As far as i’m aware, there is no API to directly query custom attributes like you are asking. You’d have to query each account and then request the custom attributes as a second query. The problem with an approach like this is that it’s got an expensive run time and i’m concerned you’d run into performance issues.

Can you store this information in a different place for querying? Or maybe do all this querying but save the results so you that you don’t have to do it all the time? We could also enter a feature request for an API to help you but i fear you’d be one of the few people asking for such a thing.

The issue I’m trying to solve is an auto-login feature from my existing CRM system. When they login to my current CRM, I want to query Dundas to see if the account exists there and if not, to create it on the fly. The only way I can know if it exists is by using an authoritative source ID from our system that is stored in Dundas and so far, the Custom Attributes fields are all I have found that let me do that. Since the users can change their usernames as will on our existing CRM, we cannot consistently use the username field as the key. How would you do it if you were in my shoes? I have an ID that never changes…no matter what they call their selves…so I’d love to save that ID in Dundas and then search for it to see if the user exists. Any thoughts are welcomed.

Buck

Hi Buck,

Since you’re logging users into Dundas BI, i assume they are never going to need a login screen. Why not set their user ID as a unique identifier (GUID?) as you must have something in your system to differentiate users. You can always set the ‘friendly display name’ which is the name that users would see in Dundas BI. This way, you don’t have to worry about custom attributes and querying a user list would be easier.

Yes. I thought about that…and that process would take care of the CRM-Only population for sure. The downside is that I will have two accounts for my named users: one named user login for native Dundas UI and one ID’d login for the same user when they are interacting through the CRM. I have about 120 named users who may or may not be logged in to Dundas before they hit the CRM. If they login to Dundas natively before using the CRM, I don’t want them re-authenticating with Dundas and if they login to the CRM first and then go native, I don’t want them logging in again natively. I’m also hoping not to have two logins for the same individual. For the non-native Dundas users, that would work fine…but not for the native + CRM users.

I have the following login scenarios: native Dundas, CRM, anonymous. Native Dundas must have access to the Dundas UI + the CRM; CRM only needs CRM; anonymous will only see public views made available to everyone. Further, we have windows, mac and mobile users of different devices, making single-sign on a challenge. Finally, I have to have row-level security for all users.

I’m glad I’m on the right track so far. Any further thoughts?

Buck

Hi Buck,

I’m not sure there is an easy solution as you simply have a lot of things going on. I think for your CRM users, you 100% need to manage using a user name that is a unique ID as i suggested.

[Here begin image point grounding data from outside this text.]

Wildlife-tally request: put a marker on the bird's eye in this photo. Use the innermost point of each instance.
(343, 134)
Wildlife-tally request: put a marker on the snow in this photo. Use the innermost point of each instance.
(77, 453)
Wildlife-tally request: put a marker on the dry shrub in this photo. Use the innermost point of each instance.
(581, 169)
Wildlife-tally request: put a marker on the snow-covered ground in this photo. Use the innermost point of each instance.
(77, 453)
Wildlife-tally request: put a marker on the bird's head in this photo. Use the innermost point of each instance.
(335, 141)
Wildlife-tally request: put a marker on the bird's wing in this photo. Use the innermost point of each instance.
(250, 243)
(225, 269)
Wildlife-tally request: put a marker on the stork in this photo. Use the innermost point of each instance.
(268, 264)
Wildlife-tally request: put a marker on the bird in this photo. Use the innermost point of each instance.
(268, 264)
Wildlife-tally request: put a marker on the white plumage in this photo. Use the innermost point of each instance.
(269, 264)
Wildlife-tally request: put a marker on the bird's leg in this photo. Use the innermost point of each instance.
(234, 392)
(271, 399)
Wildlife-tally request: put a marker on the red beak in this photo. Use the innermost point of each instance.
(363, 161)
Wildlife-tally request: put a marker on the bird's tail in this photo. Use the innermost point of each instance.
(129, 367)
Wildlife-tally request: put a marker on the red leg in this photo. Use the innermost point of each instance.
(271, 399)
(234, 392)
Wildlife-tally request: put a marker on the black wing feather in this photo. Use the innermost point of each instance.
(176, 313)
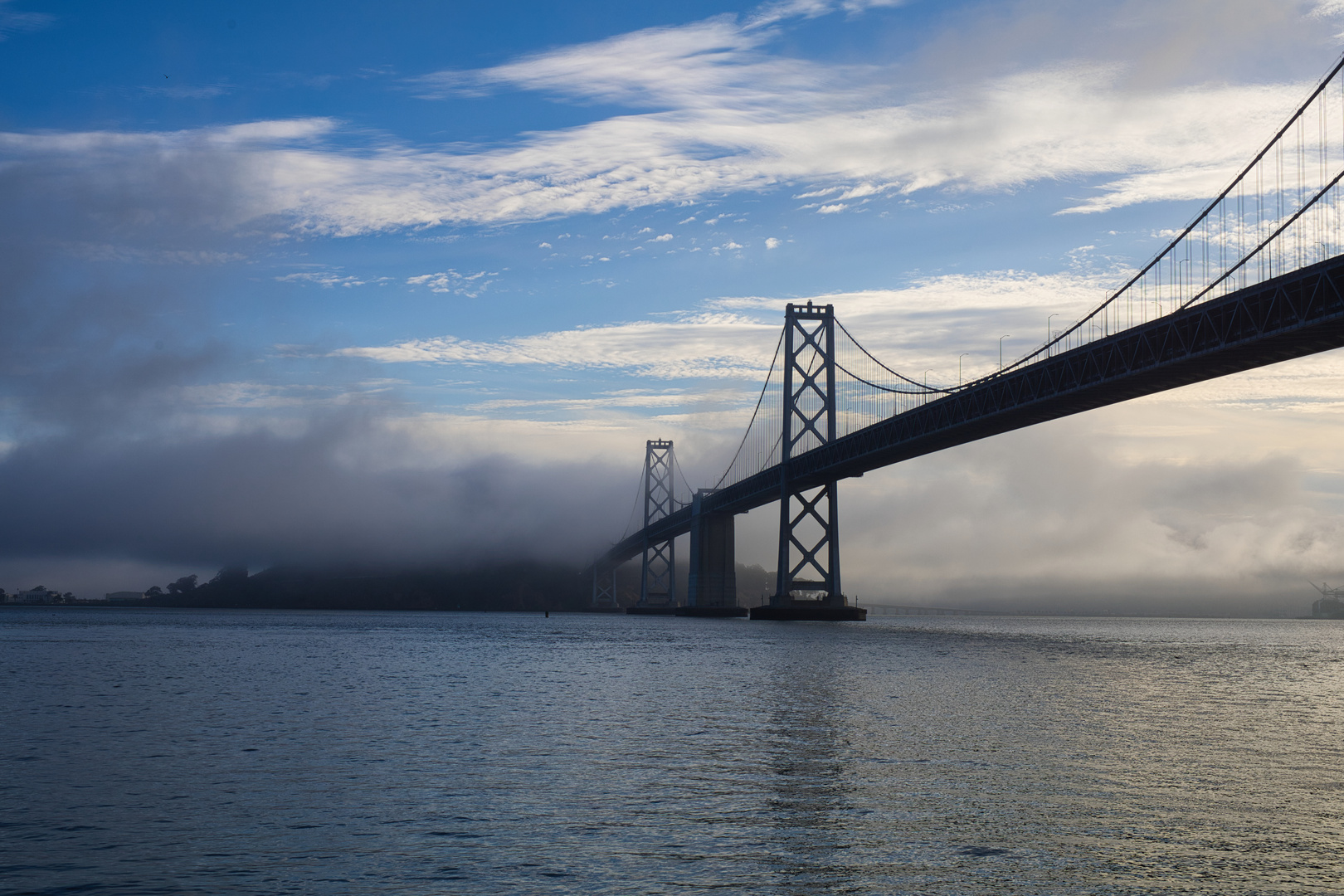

The problem is these local users who also use the CRM. With these people you certainly don’t want to confuse them with two accounts. Since the number of these named users is only 120, could you keep a record of them somewhere in the CRM? Maybe an accounts table? This way you can look them up programatically before auto-generating them an account?

You’ve been a great source for brain-storming. I’ll think out of the box and figure it out…thank you for your ideas…I appreciate your time.